Mesmo quem nada percebe de música, como eu, tem a noção do que ela é, do que ela significa, do que ela vale, quando nos deixamos invadir por ela e dentro dela – libertos – nos soltamos.
Penso sempre, que, mesmo quando não sei as palavras que, como uma reza, eu poria dentro dos seus sons, penso sempre, que toda a música é oração, mesmo quando fala de revolta.
Por estar bravo, encapelado que seja, o mar não deixa de ser mar.
E, mesmo quando afoga, ainda e sempre, é água.
Não me perguntem o que quero dizer com esta conversa, porque não saberia dizer.
Sei que estou a ouvir música, sei que está a chover, sei que tenho a lareira acesa. Sei que é reconfortante estar em casa com tempo assim e olhar pelas vidraças e ver o “mundo” molhado lá fora.
E, sei que a música tem o condão de criar como que um mundo envolvente para nós - um mundo diferente para cada um de nós - dentro do mundo imenso onde cabem reunidos, os mundos de todos nós juntos.

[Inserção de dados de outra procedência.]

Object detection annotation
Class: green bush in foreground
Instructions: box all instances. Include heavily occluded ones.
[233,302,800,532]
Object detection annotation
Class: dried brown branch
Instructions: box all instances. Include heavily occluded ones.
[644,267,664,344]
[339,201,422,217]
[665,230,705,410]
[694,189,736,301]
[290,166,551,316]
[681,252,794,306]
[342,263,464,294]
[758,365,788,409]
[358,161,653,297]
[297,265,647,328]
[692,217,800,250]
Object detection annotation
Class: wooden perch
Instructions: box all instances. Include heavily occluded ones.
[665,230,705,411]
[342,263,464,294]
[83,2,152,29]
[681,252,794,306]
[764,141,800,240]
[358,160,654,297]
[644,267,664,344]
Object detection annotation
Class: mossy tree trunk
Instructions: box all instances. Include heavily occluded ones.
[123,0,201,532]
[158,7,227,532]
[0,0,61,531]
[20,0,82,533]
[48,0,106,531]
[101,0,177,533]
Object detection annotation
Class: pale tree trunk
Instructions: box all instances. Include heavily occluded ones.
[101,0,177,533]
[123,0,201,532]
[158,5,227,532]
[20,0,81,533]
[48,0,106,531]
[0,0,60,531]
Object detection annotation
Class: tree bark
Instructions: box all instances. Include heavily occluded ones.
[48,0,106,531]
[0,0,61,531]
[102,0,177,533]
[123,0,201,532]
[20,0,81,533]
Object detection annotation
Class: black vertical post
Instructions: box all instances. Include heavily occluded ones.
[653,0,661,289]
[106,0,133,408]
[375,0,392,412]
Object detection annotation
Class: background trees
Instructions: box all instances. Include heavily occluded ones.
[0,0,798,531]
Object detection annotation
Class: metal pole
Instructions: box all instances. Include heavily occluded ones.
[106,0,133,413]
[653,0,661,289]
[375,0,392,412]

Em dias de chuva, Chopin, é mais ele.
É , absolutamente, ele.
Sei que é assim porque nestes dias, nestas horas ele pega na nossa sensibilidade, no nosso coração, nas nossas almas e eleva-as até ao infinito de nós mesmos. Até à fusão com a essência da música, até lá onde o que se pensa, o que se sente, o que se julga ser, se desfaz como bolas de sabão deixando apenas um resíduo de água,
Fugaz como uma lágrima.
Um vestígio, uma vaga lembrança da beleza entrevista e impossível de capturar.
A flor atrai porque é bela.
A infância deslumbra porque é inocente e pura
A música cativa e apaixona porque da flor é o perfume e da pureza e inocência – é a voz.
A música é a fala da Vida.
É a prova de que para todo o mal há esperança e espaço para redenção.
Porque de tudo a música fala.
“Quasimodo” era horrendo fisicamente.
O amor o sublimou.
Contado em música só poderia ser belo.
Porque a música é o extracto, o mistério, o segredo, a centelha de infinito de cada ser.
Nestes dias, em que a música nos faz mergulhar dentro do mistério incontido da dimensão divina de ser gente, parece que o cinzento do céu acontece para que brilhe melhor a clarividência de o reconhecermos.
O piano emudeceu.
Sem a alma nas mãos de Maria João Pires, ficou apenas, o que é – um instrumento musical. Um móvel.
E, a tarde – sem a música – ficou aquele entreacto – hoje chuvoso, ventoso e triste que nos conduz à noite.
Embuço-me no vazio escuro que o silêncio criou em meu redor e vou fingir que ainda não acordei do meu deleite.